The lack of clarity in the Government's guidance for the construction industry is causing much concern.
Unlike the businesses listed in the Health Protection (Coronavirus, Business Closure) (England) Regulations 2020 which were made on Friday under section 45C of the Public Health (Control of Disease) Act 1984 - or those listed in the Guidance following the Prime Minister's statement on Monday 23 March 2020 to include hairdressers, beauty salons and most non-food retail establishments, construction sites and businesses are not mentioned.
There has been conflicting advice given in various statements by Ministers, but the overarching position for construction is that construction sites should remain open and construction workers should go to work, if the PHE Guidance can be complied with.
The Construction Leadership Council (CLC) has said it is "doing its utmost to keep construction sites operational wherever it is practical and safe to do so."
The CLC has published a full list of site operating procedures designed to protect site workers.
So what should you be doing and how do you make the decision as to what the right to do is?

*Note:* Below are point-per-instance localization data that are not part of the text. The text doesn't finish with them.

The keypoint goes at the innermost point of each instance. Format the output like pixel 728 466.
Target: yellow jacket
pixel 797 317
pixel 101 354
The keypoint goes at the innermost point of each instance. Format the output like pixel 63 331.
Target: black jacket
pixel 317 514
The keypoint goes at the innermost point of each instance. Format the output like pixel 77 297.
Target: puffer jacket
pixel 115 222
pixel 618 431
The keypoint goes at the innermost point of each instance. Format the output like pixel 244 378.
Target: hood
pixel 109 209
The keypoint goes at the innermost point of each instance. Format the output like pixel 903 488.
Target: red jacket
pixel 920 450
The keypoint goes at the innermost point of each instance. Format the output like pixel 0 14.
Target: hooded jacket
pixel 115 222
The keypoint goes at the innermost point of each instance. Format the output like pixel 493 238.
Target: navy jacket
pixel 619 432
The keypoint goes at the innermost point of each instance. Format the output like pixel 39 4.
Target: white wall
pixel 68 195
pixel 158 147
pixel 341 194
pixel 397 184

The key things to ensure that you do are:
- review and update all the Risk Assessment Method Statements (RAMS) relevant to your work in light of COVID 19;
- that the review considers not only the risks posed by COVID 19, but also the effect that changing work methods as a result of COVID 19, might have on pre-existing risks;
- that safe working practices are in accordance with the latest Government advice and CLC guidelines;
- that RAMS will be reviewed and updated regularly as that advice and guidelines changes;
- that you insist and obtain written confirmation that all of your supply chain (which will include contractors, consultants, sub-contractors etc. depending on where you are in the supply chain) will do the same;
- that you have communicated and trained all employees attending site on both the CLC guidelines and any specific site rules, including on the CLC guidance on how workers get to and from site; and given them clear instructions that the guidelines and site rules must be followed at all times; and
- take active steps to audit and ensure compliance on the ground with the new safe systems of work.
The final step may be the most difficult to do!
We are not currently expecting the Government to add construction to its list of businesses which should close as the main focus appears to be on businesses settings involving interaction with the public, other than essential retail, and non-commercial premises which require close proximity in non-work-related circumstances e.g. leisure and libraries. It is however, difficult to be certain about anything in the current climate so it is a question of "watch this space".